5. You mentioned still feeling like you had to hide your book in your parents’ home. What are some stereotypes that you still have to grapple with? And how do you come to terms with them?
I’ve come to learn that my values are very different from the rest of my family. They believe in living heteronormative lives, in conforming to societal expectations and performing roles that are laid out and expected of you. I often feel like an aberration, an anomaly. And that can sometimes make one feel quite lonely.
Thankfully, I’ve had an amazingly supportive network of friends who have become family, and an astonishingly encouraging sisterhood of fellow feminist writers who assure me that I am not alone in my struggle to be an independent woman who is not financially or morally dependent on anyone else.
I haven’t had to grapple with stereotypes, per se, just with living in a range of different worlds, the community I come from — Bombay Goan, the literary community, half of which has adopted me, the other half that has almost ostracized my book, and then a nurturing universe that is the art world that I inhabit most prominently. It’s the constant swinging between these different worlds that can be somewhat challenging, but it keeps me grounded.

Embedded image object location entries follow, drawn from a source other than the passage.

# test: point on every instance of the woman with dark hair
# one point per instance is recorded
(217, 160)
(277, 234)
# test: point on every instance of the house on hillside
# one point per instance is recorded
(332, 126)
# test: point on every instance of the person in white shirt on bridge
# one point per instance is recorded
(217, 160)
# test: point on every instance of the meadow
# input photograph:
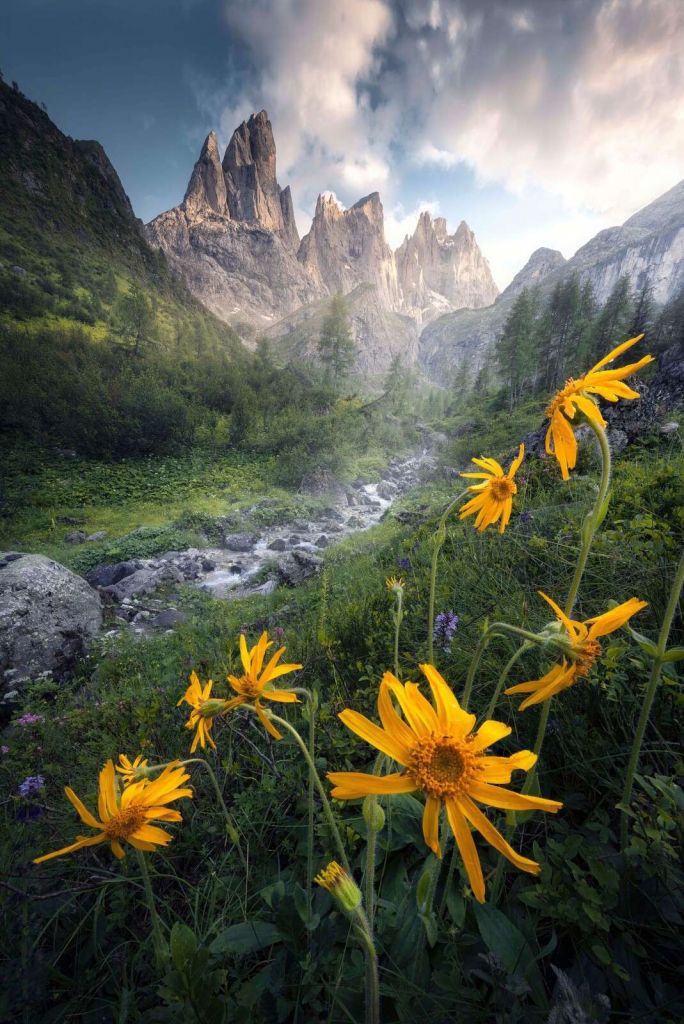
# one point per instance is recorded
(206, 929)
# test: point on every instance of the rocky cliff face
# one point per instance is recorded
(347, 248)
(437, 270)
(234, 240)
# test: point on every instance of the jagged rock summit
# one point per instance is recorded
(234, 240)
(438, 271)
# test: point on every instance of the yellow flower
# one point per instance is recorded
(205, 710)
(341, 886)
(447, 761)
(127, 816)
(252, 686)
(560, 439)
(583, 650)
(131, 771)
(494, 498)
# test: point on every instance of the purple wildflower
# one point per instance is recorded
(445, 626)
(32, 785)
(29, 719)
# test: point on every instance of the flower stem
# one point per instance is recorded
(318, 784)
(398, 615)
(504, 676)
(439, 538)
(158, 939)
(494, 630)
(651, 688)
(592, 522)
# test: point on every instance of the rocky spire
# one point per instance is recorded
(346, 248)
(207, 186)
(433, 266)
(253, 194)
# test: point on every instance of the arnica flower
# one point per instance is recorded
(575, 395)
(254, 685)
(131, 771)
(205, 710)
(494, 498)
(444, 629)
(127, 816)
(447, 761)
(583, 649)
(341, 886)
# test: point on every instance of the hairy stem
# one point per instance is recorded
(649, 695)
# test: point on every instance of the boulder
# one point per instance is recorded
(300, 565)
(107, 576)
(47, 616)
(239, 542)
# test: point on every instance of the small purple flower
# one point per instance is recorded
(29, 719)
(32, 785)
(445, 626)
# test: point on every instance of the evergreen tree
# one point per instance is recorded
(336, 348)
(133, 318)
(514, 349)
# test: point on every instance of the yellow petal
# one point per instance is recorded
(467, 849)
(488, 733)
(431, 824)
(496, 797)
(494, 837)
(612, 620)
(351, 784)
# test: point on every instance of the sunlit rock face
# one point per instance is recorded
(438, 271)
(347, 248)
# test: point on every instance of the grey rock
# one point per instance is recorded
(76, 537)
(299, 566)
(105, 576)
(168, 619)
(240, 542)
(47, 616)
(144, 581)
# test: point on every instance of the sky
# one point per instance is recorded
(539, 122)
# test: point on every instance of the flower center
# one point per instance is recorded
(127, 821)
(570, 387)
(589, 652)
(502, 488)
(441, 765)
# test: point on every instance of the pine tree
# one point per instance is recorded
(336, 347)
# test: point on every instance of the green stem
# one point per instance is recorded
(658, 657)
(158, 939)
(309, 824)
(592, 522)
(494, 630)
(318, 784)
(439, 538)
(362, 931)
(504, 676)
(398, 615)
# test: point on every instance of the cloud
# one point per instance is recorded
(582, 99)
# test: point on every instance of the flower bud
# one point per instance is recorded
(374, 816)
(340, 885)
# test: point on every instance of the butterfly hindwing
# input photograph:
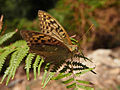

6. What project are you working on next?
I’m working on several projects. My most ambitious next book is provisionally called “Letters to the Dead and the Imagined”, letters to dead people and fictional characters, essentially people who are not in a position to reply.
There’s another book I’m simultaneously working on, which is dedicated to my best friend, Mandakini Gahlot, and is targeted at people like her and me, who have the courage to live independent lives, but is centered around food and the kitchen. Since I’ve also been writing a monthly column for Open Magazine on my visits to artists’ studios, I’m hoping sometime next year to turn that into a book. There are one or two anthologies that I have in mind that I’d like to edit, too.
7. You are a also a freelance art writer. Which upcoming artists are you most excited about? Do you have any advice on how to learn about and understand art if you are a novice?
There’s a very thriving art scene in India, and I have a bunch of absolute favourites among the younger generation, from Prabhakar Pachpute to Parul Gupta, Rehaan Engineer, Sujith SN, Benitha Perciyal, Avishek Sen, Manish Nai, Hemali Bhuta, Shreyas Karle, and so many more.
I think the best way to learn about art is to start seeing shows in galleries and to thus create a constellation where one artist leads to another artist and to another. As someone with no degree in art history or training in art, I think the beauty lies in discovering art, and it’s wonderful to bring a naive perspective sometimes, it makes you more open-minded.